Foreign Secretary Subrahmanyam Jaishankar today summoned the Pakistan High Commissioner to India, Abdul Basit and handed over the following demarche after news came to light that Indian civilian Kulbhushan Jadhav has been given a death sentence.
A press note of the office said:
We have seen the ISPR press release today regarding Kulbhushan Jadhav, an Indian citizen, who has been awarded a death sentence by a Pakistani military court martial.
Jadhav was kidnapped last year from Iran and his subsequent presence in Pakistan has never been explained credibly. The Government of India, through its High Commission in Islamabad, has repeatedly sought consular access to him, as provided for by international law. Requests to that effect were formally made 13 times between 25 March 2016 and 31 March 2017. This was not permitted by the Pakistani authorities.
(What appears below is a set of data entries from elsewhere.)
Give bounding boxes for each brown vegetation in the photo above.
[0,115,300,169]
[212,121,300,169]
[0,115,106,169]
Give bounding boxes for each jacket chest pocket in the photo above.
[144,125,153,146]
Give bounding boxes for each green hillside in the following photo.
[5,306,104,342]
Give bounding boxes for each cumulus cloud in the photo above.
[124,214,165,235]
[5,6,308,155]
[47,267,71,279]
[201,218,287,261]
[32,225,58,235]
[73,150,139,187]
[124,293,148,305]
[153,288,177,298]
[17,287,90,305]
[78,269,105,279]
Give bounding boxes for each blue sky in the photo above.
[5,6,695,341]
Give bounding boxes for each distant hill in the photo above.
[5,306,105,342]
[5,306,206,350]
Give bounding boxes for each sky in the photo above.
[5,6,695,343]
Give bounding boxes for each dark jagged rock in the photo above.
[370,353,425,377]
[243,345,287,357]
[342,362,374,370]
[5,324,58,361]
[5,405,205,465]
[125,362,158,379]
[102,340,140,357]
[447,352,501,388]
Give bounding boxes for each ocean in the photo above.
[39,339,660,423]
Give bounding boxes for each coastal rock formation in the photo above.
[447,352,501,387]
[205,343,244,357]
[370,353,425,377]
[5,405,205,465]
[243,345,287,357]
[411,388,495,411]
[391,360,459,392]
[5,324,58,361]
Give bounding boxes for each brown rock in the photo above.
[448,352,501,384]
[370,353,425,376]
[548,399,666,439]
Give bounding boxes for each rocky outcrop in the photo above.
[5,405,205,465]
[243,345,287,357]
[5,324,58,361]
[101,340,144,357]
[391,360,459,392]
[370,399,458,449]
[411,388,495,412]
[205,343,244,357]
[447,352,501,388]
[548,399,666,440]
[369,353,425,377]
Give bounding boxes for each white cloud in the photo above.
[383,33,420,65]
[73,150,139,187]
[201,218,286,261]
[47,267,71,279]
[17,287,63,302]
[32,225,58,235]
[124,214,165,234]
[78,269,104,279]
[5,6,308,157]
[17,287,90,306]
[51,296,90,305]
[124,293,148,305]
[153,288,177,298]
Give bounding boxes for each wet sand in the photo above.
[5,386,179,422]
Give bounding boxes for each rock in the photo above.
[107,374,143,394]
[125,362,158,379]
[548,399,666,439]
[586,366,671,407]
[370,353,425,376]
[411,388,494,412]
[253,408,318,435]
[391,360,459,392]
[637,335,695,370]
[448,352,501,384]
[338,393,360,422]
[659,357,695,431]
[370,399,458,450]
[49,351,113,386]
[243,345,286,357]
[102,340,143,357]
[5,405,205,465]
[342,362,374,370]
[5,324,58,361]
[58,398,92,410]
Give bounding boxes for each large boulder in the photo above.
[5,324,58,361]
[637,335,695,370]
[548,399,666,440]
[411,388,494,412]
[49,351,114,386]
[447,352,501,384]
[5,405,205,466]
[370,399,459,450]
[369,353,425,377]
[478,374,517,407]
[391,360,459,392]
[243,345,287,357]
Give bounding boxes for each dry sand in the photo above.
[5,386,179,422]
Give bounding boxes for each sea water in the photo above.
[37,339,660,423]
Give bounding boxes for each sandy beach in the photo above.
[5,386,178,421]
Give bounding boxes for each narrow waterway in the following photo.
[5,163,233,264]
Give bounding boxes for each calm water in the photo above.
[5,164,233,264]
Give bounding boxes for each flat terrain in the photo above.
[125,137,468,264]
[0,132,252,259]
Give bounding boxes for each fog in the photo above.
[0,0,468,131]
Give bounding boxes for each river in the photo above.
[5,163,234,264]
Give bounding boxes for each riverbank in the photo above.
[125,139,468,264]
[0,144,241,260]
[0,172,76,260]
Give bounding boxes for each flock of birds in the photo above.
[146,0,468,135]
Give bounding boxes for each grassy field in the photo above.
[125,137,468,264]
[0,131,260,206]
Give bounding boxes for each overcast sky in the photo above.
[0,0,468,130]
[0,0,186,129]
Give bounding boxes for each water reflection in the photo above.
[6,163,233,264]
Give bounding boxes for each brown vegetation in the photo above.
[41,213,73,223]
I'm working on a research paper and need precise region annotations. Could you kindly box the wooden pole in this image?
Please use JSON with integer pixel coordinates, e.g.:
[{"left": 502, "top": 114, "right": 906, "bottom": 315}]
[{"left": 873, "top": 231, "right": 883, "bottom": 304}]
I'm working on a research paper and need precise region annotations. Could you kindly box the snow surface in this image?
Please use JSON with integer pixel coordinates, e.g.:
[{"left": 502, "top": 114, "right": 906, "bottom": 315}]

The proceedings that have led to the sentence against Jadhav are farcical in the absence of any credible evidence against him. It is significant that our High Commission was not even informed that Jadhav was being brought to trial. Senior Pakistani figures have themselves cast doubt about the adequacy of evidence. The claim in the ISPR release that Kulbhushan Jadhav was provided with a defending officer during the so-called trial is clearly absurd in the circumstances.
If this sentence against an Indian citizen, awarded without observing basic norms of law and justice, is carried out, the Government and people of India will regard it as a case of premeditated murder.
In short, India is likely to drag Pakistan on Kulbhushan Yadav but at the same time, one must not forget that Sarabjit Singh was murdered brutally and he too continued to languish in Pakistani jails for years. In many ways, Pakistani judicial system is twisted and highly notorious.